When one property owner in a neighborhood doesn’t allow proper tree maintenance, this can undo all the other tree work that crews completed in the area and even in other communities. This is especially true with Eversource’s backbone distribution system, which travels across cities and towns throughout the state. Every customer in Connecticut relies on the backbone network to transport the power they use every day in their homes and businesses. Of the more than 1,400 property owners who have not granted permission for tree trimming and hazardous tree removal this year, more than 350 are property owners on these most critical backbone portions of Eversource’s electric system. Even if all Woodbury property owners understand and support maintaining the backbone system, one individual refusal to allow tree work in a neighboring town could cause an outage that impacts a Woodbury resident, business or our police or fire station.
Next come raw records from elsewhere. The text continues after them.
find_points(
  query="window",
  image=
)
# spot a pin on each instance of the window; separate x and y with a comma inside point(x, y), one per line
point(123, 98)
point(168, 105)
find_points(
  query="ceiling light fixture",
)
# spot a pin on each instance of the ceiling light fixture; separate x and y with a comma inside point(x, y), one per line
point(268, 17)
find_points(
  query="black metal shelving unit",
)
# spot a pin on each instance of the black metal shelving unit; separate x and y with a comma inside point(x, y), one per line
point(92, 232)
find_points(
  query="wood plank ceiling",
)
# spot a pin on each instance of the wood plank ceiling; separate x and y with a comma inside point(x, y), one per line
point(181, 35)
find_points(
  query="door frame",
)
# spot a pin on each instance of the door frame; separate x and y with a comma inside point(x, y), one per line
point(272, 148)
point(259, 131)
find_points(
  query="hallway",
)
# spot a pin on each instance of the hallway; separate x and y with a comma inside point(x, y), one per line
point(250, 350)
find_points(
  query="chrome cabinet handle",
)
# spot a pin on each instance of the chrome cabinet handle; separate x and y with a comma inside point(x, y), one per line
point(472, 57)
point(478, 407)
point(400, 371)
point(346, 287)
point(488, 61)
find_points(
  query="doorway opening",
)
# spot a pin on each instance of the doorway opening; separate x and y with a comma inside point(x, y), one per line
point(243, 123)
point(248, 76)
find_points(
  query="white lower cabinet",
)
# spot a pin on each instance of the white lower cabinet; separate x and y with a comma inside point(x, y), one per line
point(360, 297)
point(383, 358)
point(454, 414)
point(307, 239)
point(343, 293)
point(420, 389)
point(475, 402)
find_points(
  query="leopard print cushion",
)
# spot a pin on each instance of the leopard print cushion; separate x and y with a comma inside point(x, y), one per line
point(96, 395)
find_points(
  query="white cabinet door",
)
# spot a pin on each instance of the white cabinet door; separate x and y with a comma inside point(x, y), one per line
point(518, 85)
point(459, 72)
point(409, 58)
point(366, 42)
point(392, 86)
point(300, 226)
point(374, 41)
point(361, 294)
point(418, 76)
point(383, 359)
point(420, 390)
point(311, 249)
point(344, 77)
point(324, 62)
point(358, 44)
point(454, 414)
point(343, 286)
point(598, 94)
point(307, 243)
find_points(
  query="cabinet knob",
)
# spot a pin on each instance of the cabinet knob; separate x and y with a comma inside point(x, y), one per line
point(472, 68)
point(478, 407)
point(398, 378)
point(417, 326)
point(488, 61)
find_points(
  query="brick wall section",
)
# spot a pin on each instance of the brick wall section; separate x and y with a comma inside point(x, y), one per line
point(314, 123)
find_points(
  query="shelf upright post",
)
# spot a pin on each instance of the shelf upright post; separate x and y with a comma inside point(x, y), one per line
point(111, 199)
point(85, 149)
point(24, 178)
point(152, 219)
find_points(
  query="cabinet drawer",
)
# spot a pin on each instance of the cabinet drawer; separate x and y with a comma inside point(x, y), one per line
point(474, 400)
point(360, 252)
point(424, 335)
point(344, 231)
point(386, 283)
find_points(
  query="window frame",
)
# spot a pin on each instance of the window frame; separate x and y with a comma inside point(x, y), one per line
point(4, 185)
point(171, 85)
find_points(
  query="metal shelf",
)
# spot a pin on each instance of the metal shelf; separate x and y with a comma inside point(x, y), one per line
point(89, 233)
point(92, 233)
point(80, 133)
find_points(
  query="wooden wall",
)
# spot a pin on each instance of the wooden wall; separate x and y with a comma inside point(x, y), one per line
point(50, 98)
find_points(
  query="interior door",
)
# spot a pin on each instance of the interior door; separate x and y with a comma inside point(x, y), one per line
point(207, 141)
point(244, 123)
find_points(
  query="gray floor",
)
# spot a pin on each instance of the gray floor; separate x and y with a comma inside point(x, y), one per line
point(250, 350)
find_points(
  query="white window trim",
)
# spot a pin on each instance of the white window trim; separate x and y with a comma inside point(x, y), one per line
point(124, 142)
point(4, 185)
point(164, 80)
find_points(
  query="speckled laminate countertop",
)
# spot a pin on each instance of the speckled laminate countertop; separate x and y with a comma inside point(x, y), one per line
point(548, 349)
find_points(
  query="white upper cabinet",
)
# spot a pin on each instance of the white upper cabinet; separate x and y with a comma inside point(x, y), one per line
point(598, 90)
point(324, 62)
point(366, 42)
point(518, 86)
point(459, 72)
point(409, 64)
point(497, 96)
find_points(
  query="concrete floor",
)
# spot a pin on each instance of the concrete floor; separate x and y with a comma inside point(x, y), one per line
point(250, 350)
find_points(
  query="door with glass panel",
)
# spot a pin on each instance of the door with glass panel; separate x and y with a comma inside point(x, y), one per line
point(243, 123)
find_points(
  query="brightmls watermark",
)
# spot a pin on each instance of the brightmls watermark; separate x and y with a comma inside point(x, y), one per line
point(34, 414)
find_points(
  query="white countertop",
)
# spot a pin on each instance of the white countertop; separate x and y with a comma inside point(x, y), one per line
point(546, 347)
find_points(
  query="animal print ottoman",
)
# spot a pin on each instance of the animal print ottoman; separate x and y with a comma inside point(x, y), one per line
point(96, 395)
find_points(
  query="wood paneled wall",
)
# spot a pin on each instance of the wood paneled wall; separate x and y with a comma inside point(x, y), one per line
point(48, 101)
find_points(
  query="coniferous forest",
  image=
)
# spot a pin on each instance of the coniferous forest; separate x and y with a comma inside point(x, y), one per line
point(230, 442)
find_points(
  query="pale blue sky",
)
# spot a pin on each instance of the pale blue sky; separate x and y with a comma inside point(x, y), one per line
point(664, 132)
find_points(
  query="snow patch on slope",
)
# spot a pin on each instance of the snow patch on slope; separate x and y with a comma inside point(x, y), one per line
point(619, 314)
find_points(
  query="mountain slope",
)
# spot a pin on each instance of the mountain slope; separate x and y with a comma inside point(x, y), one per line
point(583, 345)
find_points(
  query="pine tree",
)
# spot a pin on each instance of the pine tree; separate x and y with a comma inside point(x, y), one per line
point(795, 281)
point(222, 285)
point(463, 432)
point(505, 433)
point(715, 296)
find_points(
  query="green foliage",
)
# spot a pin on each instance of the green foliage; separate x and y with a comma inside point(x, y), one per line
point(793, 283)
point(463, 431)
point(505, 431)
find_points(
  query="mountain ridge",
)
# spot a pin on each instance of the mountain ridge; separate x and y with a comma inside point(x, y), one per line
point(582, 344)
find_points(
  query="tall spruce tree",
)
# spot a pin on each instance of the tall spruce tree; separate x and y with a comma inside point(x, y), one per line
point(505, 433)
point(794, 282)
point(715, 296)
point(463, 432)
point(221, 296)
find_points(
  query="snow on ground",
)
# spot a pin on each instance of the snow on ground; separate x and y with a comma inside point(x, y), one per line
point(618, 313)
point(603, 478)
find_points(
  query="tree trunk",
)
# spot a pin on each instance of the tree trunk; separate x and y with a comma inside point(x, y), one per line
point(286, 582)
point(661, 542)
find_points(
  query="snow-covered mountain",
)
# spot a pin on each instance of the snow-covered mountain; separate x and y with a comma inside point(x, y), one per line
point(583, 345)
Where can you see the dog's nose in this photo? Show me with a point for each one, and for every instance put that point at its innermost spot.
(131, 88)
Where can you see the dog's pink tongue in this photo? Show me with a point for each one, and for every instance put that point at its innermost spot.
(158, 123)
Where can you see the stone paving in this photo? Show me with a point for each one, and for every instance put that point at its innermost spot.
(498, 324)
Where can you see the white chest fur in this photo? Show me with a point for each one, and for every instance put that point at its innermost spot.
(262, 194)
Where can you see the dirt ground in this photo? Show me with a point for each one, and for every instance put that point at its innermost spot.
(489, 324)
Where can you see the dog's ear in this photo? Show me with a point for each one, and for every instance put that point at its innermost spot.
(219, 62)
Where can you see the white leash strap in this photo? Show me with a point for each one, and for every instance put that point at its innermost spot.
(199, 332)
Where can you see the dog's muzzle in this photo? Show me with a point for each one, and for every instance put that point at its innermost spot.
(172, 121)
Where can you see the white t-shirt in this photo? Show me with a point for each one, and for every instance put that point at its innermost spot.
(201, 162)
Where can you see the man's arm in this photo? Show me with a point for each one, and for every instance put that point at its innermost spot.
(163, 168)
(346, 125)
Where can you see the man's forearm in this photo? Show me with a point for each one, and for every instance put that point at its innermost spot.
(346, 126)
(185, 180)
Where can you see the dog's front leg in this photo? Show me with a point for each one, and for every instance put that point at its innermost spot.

We need reliable power now more than ever before and must work together to ensure the safety of our communities. If any trees on your property are showing signs of stress, which may include thinning of the crown, loss of foliage and the presence of mushrooms near the base of the tree, call a licensed arborist to help assess them. By improving the health of your trees, you’ll help prevent tree-related damage, as well as enhance the aesthetics and value of your property. You can be a good neighbor by working with us to address dead and hazardous trees, maintaining the health of the trees on your property and planting the right tree in the right place. We’re all in this together.
Dave Lampart is the Emergency Management Director for Woodbury. Bud Neal is the Tree Warden for Woodbury and owner of Neal Tree Service. Barbara Perkinson is the First Selectwoman for Woodbury. Bill Van Dam is the Director of Vegetation Management for Eversource.